Anyway, an excellent event, and a fascinating look at where Government thinking is at. If Government was looking for a process it could point to and say “people want renewables, they want energy conservation, they want Government to take a lead on this”, then they have that process in the Big Energy Shift. The questions that remain for me are firstly what is the role of community groups, who for me need to be one of the key drivers of such a process, and to what extent can more holistic thinking underpin it, moving beyond energy and buildings, to look at economies, localisation, food and so on.

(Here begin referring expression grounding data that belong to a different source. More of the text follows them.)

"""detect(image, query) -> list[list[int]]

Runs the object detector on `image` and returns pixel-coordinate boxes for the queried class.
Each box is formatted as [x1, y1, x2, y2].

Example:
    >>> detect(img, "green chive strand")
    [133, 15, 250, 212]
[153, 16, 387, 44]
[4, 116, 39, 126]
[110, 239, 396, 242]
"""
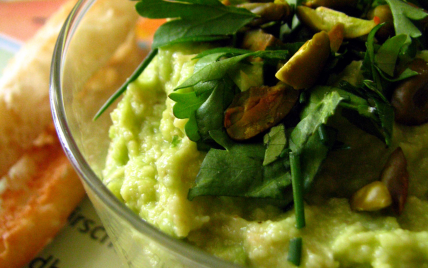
[289, 151, 305, 229]
[93, 48, 159, 120]
[287, 237, 303, 266]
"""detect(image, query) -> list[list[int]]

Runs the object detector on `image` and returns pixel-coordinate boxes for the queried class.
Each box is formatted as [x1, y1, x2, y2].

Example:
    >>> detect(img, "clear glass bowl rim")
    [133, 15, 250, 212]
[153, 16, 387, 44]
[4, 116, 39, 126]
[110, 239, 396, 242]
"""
[49, 1, 240, 267]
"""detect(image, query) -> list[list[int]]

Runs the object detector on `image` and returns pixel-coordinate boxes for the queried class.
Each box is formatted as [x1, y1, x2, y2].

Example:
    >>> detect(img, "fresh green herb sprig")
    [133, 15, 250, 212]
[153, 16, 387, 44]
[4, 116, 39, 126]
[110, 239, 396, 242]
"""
[94, 0, 257, 119]
[385, 0, 427, 38]
[187, 129, 294, 201]
[182, 23, 419, 203]
[350, 22, 424, 146]
[368, 0, 428, 38]
[175, 49, 291, 89]
[188, 87, 346, 202]
[170, 48, 291, 149]
[187, 122, 336, 203]
[363, 24, 418, 92]
[135, 0, 257, 48]
[337, 80, 394, 146]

Clearly talk and consultation is no substitute for a wartime mobilisation-scale response starting today, which supports, funds and removes obstacles to Transition initiatives and Low Carbon Communities doing their thing, is realistic and straight about peak oil and climate change and the nature of the challenge once the two things are looked at together, which walks its talk, and which acknowledges that we need to be planning for a more localised, post-growth economy. In lieu of that though, it was a fascinating and absorbing day.